Nancy Sinkoff is the Academic Director of the Bildner Center for the Study of Jewish Life and Professor of Jewish Studies and History at Rutgers—New Brunswick. She is author of Out of the Shtetl: Making Jews Modern in the Polish Borderlands (2004), recently reissued digitally with a new preface and of From Left to Right: Lucy S. Dawidowicz, the New York Intellectuals, and the Politics of Jewish History (2020; pb 2022), winner of the fall 2020 Natan Notable Book award and the 2020 National Jewish Book Award in the category of Biography. With Rebecca Cypess, she co-edited Sara Levy’s World: Gender, Judaism, and the Bach Tradition in Enlightenment Berlin (2018), winner of the outstanding book prize from the Jewish Studies and Music Study Group of the American Musicological Society. Her other edited volumes include Polish Jewish Culture Beyond the Capital: Centering the Periphery (2023, with Halina Goldberg), a volume accompanied by a website, “Soundscapes of Modernity: Jews and Music in Polish Cities,” devoted to little-heard instrumental and choral Polish Jewish music: polishjewishmusic.iu.edu.

Jonathan Karp is a professor of Judaic Studies and History at Binghamton University of the State University of New York (SUNY). From 2010-2013 he served as executive director of the American Jewish Historical Society. He is also the 2019 recipient of the SUNY Chancellor’s Award for Excellence in Faculty Service. He is the author of The Politics of Jewish Commerce: Economic Thought and Emancipation in Europe (Cambridge, 2008) and has co-edited eight volumes on a wide array of topics, most recently Beyond Whiteness: Revisiting Jews in Ethnic America (2024), as well as The Cambridge History of Judaism in the Early Modern Period (2017) with Adam Sutcliffe, and World War I and the Jews (2018) with Marsha Rozenblit. His forthcoming book is Chosen Surrogates: How Blacks and Jews Transformed American Popular Music.

James Loeffler is Felix Posen Professor of Jewish History at Johns Hopkins University. He is the author of the award-winning book Rooted Cosmopolitans: Jews and Human Rights in the Twentieth Century and co-editor of the Association for Jewish Studies Review.

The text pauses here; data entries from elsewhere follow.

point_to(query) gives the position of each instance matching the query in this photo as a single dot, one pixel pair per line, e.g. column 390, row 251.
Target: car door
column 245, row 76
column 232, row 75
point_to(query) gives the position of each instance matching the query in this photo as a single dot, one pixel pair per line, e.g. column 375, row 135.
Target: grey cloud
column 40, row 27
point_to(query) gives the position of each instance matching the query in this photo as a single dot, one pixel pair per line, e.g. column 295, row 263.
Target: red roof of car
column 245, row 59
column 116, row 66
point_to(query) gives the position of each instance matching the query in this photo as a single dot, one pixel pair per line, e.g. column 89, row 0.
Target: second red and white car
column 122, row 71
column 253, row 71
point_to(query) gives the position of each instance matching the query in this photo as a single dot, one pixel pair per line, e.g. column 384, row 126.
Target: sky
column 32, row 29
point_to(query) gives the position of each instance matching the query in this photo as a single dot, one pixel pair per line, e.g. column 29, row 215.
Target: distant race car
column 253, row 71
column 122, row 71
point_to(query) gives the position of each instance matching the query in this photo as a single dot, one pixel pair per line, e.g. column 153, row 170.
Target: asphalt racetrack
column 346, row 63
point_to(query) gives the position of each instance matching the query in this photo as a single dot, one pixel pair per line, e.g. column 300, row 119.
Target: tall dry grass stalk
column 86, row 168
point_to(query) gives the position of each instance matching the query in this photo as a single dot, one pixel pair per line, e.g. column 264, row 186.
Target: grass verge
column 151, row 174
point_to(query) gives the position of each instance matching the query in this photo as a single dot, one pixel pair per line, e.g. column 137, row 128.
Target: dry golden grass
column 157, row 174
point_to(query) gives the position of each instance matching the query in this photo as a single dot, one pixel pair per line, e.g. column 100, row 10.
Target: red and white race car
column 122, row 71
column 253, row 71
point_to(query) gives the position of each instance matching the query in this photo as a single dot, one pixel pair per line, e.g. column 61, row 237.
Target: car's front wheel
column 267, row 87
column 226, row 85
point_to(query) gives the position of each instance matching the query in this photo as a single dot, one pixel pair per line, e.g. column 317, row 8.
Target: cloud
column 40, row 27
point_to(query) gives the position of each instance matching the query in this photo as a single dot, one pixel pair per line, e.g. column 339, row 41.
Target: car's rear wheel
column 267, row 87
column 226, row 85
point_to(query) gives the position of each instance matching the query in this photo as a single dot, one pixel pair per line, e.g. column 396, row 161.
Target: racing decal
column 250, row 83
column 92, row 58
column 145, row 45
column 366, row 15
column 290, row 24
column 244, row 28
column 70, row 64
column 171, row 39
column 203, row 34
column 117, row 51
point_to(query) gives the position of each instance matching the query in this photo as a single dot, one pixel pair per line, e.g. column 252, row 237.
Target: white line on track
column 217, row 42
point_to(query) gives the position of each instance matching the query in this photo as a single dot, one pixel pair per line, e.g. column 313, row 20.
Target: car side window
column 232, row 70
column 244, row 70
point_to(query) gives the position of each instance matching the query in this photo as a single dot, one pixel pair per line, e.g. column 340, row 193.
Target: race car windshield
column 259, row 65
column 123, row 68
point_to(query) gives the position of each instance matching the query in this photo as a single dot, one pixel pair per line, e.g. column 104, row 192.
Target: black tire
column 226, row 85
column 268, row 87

His scholarly research explores the ties between law, culture, and politics in modern Jewish history. His writings also include The Most Musical Nation: Jews and Culture in the Late Russian Empire (Yale, 2010), and The Law of Strangers: Jewish Lawyers and International Law in the Twentieth Century (Cambridge, 2019). He is currently at work on a biography of Raphael Lemkin, the Polish Jewish godfather of the Genocide Convention, and a forthcoming book, Exceptional Hatred: Antisemitism and Free Speech in Modern America (Henry Holt). He is Kogod Senior Research Fellow at the Shalom Hartman Institute of North America.

Howard Lupovitch is Professor of History and Director of the Cohn-Haddow Center for Judaic Studies at Wayne State University. He is the author, most recently, of Transleithanian Paradise: A History of the Budapest Jewish Community, 1738-1938 and is completing a history of the Neolog Movement.